= Symphony No. 11 (Myaskovsky) =

The Russian composer Nikolai Myaskovsky wrote his Symphony No. 11 in B♭ minor in 1931/1932.

It has three movements:

The symphony (his opus 34) was begun three years after his 10th symphony was completed, a symphonic pause long for him. The style of this symphony is entirely different from that of its predecessor, which was still a modern-sounding work. Symphony No. 11 sounds much more conservative. That is probably a consequence of the changing art climate in the Soviet Union, although the failure of the demanding 10th Symphony, poorly-performed by the conductorless orchestra Persimfans at its premiere, may also have contributed to his adoption of a less-advanced style.

Too modern art began to be considered "formalistic", and artists were brought together under one aegis. Another cause is possible, according to some Soviet musicologists – that Myaskovsky and others had to leave the poorly functioning Association for Contemporary Music. The work's premiere was also delayed until two years after completion. By then Myaskovsky had already tinkered with/revised the symphony.
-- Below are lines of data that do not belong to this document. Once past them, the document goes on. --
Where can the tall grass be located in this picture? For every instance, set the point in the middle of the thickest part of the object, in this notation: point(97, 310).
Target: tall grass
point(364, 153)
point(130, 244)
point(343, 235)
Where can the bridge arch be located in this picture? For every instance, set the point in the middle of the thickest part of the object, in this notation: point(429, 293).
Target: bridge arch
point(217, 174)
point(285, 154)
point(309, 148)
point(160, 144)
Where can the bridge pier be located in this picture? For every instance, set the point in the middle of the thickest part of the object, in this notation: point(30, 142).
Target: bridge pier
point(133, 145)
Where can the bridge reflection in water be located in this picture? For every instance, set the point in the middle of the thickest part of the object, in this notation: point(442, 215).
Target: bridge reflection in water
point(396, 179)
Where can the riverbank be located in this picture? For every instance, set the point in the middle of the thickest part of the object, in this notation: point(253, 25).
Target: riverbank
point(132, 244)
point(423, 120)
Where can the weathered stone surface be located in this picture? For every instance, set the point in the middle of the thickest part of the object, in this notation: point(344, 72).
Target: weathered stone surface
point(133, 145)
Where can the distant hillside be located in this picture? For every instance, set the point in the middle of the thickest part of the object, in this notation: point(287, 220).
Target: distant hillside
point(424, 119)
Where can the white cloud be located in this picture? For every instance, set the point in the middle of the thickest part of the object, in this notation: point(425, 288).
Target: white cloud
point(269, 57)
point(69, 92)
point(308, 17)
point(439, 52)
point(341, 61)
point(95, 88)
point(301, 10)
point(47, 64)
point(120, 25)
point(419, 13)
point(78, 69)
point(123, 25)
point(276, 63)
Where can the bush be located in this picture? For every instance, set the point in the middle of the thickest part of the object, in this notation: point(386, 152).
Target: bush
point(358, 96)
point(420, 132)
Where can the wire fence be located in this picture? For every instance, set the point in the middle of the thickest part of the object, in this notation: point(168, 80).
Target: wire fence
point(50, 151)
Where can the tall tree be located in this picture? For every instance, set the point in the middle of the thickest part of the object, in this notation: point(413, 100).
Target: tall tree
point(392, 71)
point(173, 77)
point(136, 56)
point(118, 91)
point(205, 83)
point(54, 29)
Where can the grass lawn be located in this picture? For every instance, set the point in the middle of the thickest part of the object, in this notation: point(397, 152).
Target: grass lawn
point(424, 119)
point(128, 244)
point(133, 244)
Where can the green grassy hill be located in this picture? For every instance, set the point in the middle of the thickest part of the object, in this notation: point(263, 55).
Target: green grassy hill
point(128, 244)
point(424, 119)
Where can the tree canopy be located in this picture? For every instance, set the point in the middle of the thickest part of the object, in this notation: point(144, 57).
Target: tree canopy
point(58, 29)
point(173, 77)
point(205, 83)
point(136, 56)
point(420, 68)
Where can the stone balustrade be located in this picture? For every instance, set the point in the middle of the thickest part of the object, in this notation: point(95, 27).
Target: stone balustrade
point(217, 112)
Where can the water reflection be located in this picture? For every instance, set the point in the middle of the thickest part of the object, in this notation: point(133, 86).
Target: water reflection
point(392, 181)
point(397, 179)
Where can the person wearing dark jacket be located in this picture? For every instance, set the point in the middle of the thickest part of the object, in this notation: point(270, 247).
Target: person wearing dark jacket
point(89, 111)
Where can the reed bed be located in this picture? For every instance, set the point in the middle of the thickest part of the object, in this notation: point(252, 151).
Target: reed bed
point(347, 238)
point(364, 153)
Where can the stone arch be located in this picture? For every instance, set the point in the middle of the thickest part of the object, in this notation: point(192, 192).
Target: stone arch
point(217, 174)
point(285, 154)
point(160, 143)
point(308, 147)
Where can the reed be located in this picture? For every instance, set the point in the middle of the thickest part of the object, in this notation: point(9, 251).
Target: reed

A musical pointer in this symphony is two fragments in movement 2, where woodwinds turn and turn again around a fugal motif.

The work was dedicated to Maximilian Steinberg, whose third symphony and a symphonic poem, Prinses Marlene, had earlier been converted by Myaskovsky into piano reduction.

The symphony was premiered on 16 January 1933 in Moscow, conducted by Konstantin Saradzhev.